67 Lotte Mart stores in China have been ordered to suspend their business due to fire and safety reasons as of March 19, and some 20 more outlets in the country have decided voluntarily to shut the doors as aggressive Chinese consumers have continued to stage anti-Korea protests near the stores, according to the report.
With 99 Lotte Mart stores in the country, Lotte is predicted to suffer a loss of as much as 116.1 billion won ($102.7 million) in its Lotte Mart revenue if the shutdown continues for a month.
Meanwhile, the profitability of Lotte's retail outlet business could further worsen since it is required to pay full wages to local Chinese employees for the first month of the suspension, it said. The average monthly salary of each employee of Lotte Mart in China is about 700,000 won ($625.5), according to the report.
China is Seoul's largest trading partner, and the suspension means a serious blow to Lotte.
On February 28, South Korea’s fifth-largest company, Lotte signed a deal with the country’s government to provide a land plot for the deployment of the Terminal High-Altitude Area Defense (THAAD) system, a US missile-defense system.
The suspension of Lotte Mart stores recently is among a number of issues that have emerged following the deal between Lotte Group and South Korean government, which has been suspected by many as China’s retaliation against South Korea.
In early March, many Chinese travel agencies and some travel websites suspended their tourism products related to South Korea. A lot of restaurants specializing in South Korean food also publicly declared as being owned by Chinese citizens instead of South Koreans.

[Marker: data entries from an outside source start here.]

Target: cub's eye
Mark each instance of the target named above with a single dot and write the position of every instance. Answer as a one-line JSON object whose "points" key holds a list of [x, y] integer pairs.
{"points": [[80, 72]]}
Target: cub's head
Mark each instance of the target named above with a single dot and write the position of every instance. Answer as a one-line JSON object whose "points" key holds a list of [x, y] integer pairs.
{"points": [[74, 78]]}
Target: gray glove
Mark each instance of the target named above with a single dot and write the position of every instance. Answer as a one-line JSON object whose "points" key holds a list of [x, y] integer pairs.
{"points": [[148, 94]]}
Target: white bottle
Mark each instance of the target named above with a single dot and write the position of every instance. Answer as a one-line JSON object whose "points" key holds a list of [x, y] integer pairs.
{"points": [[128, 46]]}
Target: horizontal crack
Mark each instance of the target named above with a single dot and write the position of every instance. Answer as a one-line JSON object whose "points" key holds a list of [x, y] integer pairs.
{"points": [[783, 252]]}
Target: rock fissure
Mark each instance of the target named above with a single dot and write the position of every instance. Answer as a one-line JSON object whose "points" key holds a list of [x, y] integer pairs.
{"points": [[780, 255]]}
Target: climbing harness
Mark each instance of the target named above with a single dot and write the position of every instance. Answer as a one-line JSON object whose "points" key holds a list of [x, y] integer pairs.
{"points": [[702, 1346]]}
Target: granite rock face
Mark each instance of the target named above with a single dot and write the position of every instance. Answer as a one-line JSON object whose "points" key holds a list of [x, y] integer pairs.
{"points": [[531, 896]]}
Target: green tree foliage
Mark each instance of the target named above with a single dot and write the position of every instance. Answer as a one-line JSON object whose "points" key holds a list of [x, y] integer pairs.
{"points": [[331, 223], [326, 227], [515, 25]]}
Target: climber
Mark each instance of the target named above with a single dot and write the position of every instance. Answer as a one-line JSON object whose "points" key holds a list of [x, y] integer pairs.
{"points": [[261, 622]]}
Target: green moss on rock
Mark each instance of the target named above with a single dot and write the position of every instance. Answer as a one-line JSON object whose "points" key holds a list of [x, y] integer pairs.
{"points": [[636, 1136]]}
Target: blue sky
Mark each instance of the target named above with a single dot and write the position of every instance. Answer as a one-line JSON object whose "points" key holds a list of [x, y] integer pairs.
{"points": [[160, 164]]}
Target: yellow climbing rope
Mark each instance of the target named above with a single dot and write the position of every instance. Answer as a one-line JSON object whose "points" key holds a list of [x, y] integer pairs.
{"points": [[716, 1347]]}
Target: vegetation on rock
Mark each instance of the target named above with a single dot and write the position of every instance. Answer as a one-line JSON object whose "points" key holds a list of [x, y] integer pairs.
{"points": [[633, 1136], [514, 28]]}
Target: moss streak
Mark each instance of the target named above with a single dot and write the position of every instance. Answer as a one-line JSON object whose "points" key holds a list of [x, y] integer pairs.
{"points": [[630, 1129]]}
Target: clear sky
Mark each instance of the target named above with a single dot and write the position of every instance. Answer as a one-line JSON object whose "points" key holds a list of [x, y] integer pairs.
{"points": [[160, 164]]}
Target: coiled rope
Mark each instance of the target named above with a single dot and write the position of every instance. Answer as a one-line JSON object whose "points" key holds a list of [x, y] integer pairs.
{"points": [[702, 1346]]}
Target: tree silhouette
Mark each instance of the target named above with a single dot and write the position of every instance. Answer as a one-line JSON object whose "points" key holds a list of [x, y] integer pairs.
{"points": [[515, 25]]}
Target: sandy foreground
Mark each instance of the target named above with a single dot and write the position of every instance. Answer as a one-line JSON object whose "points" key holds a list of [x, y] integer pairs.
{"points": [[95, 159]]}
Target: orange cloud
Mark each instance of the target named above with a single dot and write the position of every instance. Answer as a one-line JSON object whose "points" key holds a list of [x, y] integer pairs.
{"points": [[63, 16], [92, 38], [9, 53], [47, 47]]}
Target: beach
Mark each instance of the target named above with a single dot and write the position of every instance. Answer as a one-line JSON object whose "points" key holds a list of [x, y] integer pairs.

On March 17, South Korea complained to the World Trade Organization (WTO) about China’s “retaliation” against the companies of its country over the deployment of THAAD on the peninsula, on the basis that China may be in violation of some trade agreements, according to Yonhap.
“We raised the issue to the WTO Council for Trade in Services on March 17 on whether or not China’s measures against South Korea’s tourism and retail companies are in violation of trade agreements,” Yonhap cited Joo Hyung-hwan, minister of the Ministry of Trade, Industry and Energy, as saying on Monday.
In response, China’s foreign ministry spokesperson Hua Chunying said China supports normal trade exchanges between China and South Korea, and is consistently opposed to the deployment of THAAD.
“China has repeatedly expressed its position (on the THAAD issue). We support normal trade exchanges between China and South Korea, but it needs a corresponding basis in public opinion,” she said on Monday when asked about China’s response to the WTO complaint by South Korea.
Chinese Foreign Minister Wang Yi said recently the introduction of THAAD is an obvious mistake, which will not only hurt the interest of neighboring countries, but also threaten the security of South Korea itself. The biggest problem in the current China-South Korea relations is also the controversial deployment plan of the THAAD system by South Korea and the United States, he added.